加工適性の高い野菜の開発など 経済界との連携2015年5月21日
JAグループは活力ある農業と地域づくりに向けた取り組みの一環として経済界との連携強化を進めている。JA全中はこのほどその成果の概要を公表するとともに、今後も引き続き、農業界側と経済界側とのマッチングを図るなど連携を強化する方針を示した。
両者は連携強化に向け昨年5月に経団連・JAグループ首脳が共同会見を行って「活力ある農業・地域づくり連携強化プラン」を発表し、提携プロジェクト創出をめざす方針を決めた。
その後、7月・10月に会議を開き、農業界側は全農が課題を提起、経済界側は17社が技術や資材などの提案を行った。そのうち20件について全農・県本部と各企業との間で個別協議を行って提携プロジェクト創出に向けた取り組みを進めている。
テーマは新資材・栽培技術、農業ICT、物流・加工イノベーション、国産農畜産物の商品価値向上などだ。
代表事例のひとつに、ビール酵母を活用した液状複合肥料と土壌改良資材がある。アサヒグループホールディングスからの提案で、酵母の働きによって気候変動に左右されない収量増加や品質向上が期待できるという。全農本所と特定県域で試験に向けた協議を行い、今春から産地で実証試験を行っている。
加工・物流適性の高い野菜品種の栽培も進められている。シンジェンタ社が開発した種子で、キャベツ・レタス・ブロッコリーなどカットしやすい性状を持つもので、加工・業務用向けに栽培の具体化を図る。現在、全農と同社で連携し取り組み意向のある県域との協議を進めている。
そのほか、国産農畜産物の商品価値を上げるため、マーケティングやブランド開発、通販システム開発などまで、商品企画から販売まで総合的に展開する事業展開や、生産現場でのICT活用などが提案され協議が進められている。
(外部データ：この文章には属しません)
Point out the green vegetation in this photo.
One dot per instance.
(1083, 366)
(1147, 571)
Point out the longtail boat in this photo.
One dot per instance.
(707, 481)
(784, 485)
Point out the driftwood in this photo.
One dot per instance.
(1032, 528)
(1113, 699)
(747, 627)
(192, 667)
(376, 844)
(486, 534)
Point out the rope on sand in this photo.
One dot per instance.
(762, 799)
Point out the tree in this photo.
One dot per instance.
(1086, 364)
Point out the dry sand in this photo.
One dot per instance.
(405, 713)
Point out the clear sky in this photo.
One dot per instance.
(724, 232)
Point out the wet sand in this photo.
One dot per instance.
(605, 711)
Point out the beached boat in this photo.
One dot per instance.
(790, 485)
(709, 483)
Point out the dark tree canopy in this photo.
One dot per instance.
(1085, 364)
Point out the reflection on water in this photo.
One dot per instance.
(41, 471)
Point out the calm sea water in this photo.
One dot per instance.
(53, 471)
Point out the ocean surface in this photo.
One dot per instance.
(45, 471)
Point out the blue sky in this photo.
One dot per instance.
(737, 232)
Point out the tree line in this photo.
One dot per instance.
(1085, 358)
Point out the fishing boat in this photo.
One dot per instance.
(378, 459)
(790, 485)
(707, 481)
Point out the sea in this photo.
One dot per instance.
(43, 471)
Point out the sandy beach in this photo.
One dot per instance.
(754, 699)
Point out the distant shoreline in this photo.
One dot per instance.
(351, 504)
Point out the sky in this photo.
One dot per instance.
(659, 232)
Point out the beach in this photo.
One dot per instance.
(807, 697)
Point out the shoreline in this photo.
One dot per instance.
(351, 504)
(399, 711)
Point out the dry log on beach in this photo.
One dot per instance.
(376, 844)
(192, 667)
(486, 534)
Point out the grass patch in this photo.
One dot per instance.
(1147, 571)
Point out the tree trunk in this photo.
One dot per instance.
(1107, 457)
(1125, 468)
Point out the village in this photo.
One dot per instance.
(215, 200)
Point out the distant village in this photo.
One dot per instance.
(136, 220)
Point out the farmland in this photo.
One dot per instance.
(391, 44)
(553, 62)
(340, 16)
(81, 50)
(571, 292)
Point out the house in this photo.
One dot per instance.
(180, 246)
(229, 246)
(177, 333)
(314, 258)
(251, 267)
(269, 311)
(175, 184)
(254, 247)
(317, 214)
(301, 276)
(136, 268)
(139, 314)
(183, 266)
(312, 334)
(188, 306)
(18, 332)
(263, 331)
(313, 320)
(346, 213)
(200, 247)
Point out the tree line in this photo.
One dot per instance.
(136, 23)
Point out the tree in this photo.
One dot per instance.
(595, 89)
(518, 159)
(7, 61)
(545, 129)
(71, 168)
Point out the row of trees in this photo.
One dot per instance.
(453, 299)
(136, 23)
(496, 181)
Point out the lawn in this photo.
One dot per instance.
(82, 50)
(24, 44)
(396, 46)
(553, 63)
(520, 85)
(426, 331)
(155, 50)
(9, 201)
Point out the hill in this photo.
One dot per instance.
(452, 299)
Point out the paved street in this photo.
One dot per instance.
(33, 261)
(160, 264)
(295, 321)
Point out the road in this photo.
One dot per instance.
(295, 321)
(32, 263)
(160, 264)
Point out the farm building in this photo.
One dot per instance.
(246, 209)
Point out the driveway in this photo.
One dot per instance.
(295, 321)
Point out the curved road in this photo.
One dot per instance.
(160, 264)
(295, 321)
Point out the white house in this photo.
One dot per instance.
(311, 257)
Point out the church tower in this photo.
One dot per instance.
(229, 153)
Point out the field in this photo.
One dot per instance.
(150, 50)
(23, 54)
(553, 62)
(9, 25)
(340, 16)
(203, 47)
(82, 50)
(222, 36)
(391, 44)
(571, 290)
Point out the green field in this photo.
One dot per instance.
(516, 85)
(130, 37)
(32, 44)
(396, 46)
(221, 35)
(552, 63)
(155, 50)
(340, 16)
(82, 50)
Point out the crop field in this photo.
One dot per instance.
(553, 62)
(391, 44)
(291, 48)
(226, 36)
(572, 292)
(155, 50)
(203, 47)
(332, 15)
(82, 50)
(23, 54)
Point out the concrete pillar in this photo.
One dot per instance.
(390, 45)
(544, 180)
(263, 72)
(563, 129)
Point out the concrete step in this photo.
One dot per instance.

JAグループと経団連は「情報の共有化が促進され経済界の技術・ノウハウを活かした新たな事業モデルの導入や、プロジェクト化の検討が進むなど、意義ある取り組みになった」と評価し、今後も双方に連携事務局を置き、現在進行中のプロジェクトを管理するとともに、新たな提案についても引き続き受け付け、マッチングを図ることとしている。連携事務局の窓口はJA全農側は総合企画部事業開発課、経団連側は産業政策本部とし、て常時開設する。